It’s a different kind of junk mail.
UK men now can package and send their semen to see if they can father children.
British health technology company Jack Fertility recently debuted its postal fertility test, deemed the first of its kind in the area. Shy guys can collect their own sample at home and send it via Royal Mail, allowing them to avoid a visit to a clinic — where stage fright could strike.
Typically, these donations are used to analyze the quality of the sperm and the sperm count in people who want to become parents.
“The team at Jack Fertility has been working hard for the last year to develop this unique, consumer-centric solution and empower people with sperm across the UK with a chance to take control of their fertility journeys from the comfort of their own home,” CEO Lily Elsner told Jam Press.
“It is so important to remove any barriers for couples trying to conceive, and for so many men, having to go to a clinic to take a test was a reason to avoid getting tested,” she added.
Jack Fertility’s services, which ring in around $250, cut out the awkward middle-man clinician. The samples, which are mailed in the cup provided with the kit, are sent to an Oxford lab to be scrutinized. Results are due back in a quickie 24 hours.
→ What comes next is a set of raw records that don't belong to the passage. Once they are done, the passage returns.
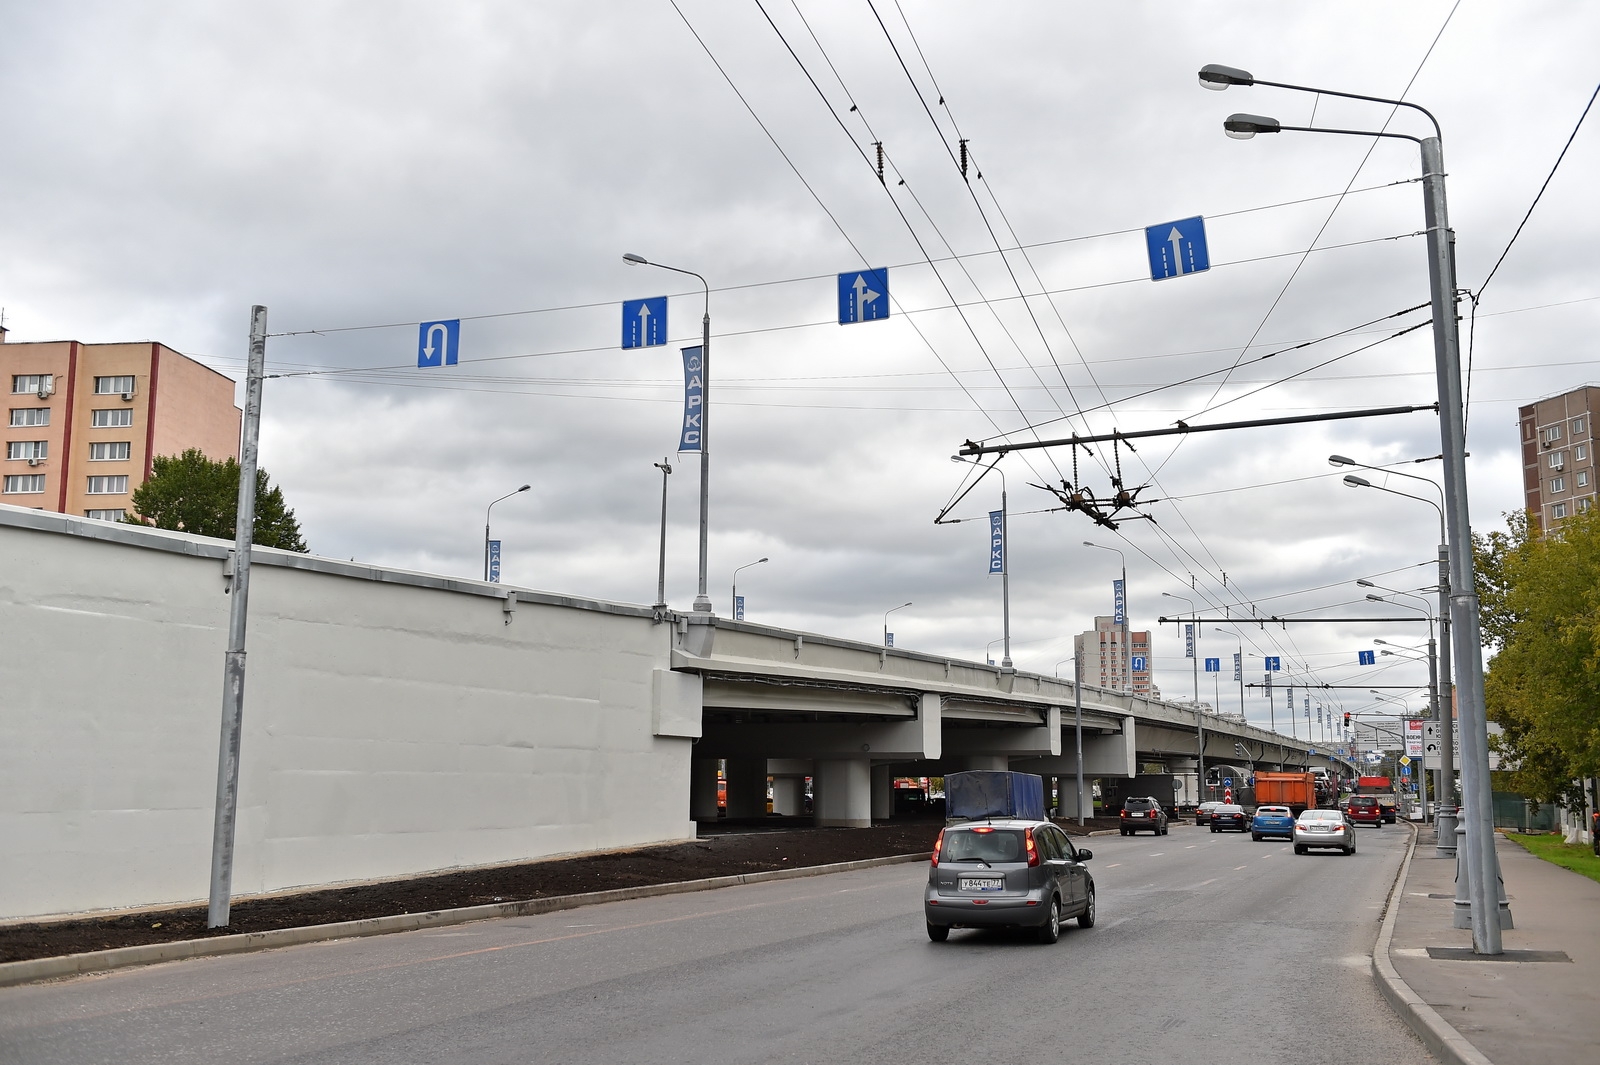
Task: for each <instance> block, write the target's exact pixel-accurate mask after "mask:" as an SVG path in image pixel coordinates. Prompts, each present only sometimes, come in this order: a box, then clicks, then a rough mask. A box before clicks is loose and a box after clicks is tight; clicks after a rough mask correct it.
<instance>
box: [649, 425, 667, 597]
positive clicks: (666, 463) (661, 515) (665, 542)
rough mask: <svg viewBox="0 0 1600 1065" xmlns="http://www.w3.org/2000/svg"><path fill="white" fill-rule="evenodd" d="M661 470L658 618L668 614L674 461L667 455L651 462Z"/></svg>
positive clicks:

In the US, similar testing kits are available for around the same price. Legacy, for example, retails at $295, and for an additional cost, the company will freeze the sperm for later use.
Fertility specialists long believed a trip to an in-person clinic was vital for an accurate collection of sperm, and labs would typically analyze the specimen within an hour.
But a 2021 study from the University of Southern California found mail-in kits are just as effective for up to 52 hours after collection.
As clinics shuttered during the COVID-19 pandemic, mail-in fertility tests became the only option for some couples. The USC study — albeit with a “limited scope” — concluded that mail-in kits are “a reliable option to consider for routine clinical use in evaluating sperm.”
Around 15% of US couples have trouble conceiving, and over half the time, a male infertility issue is at play, according to Yale Medicine.
”We hope that both men and women are encouraged to order a test when trying to conceive, or even if they are just curious about their ability to have a child one day,” Elsner declared.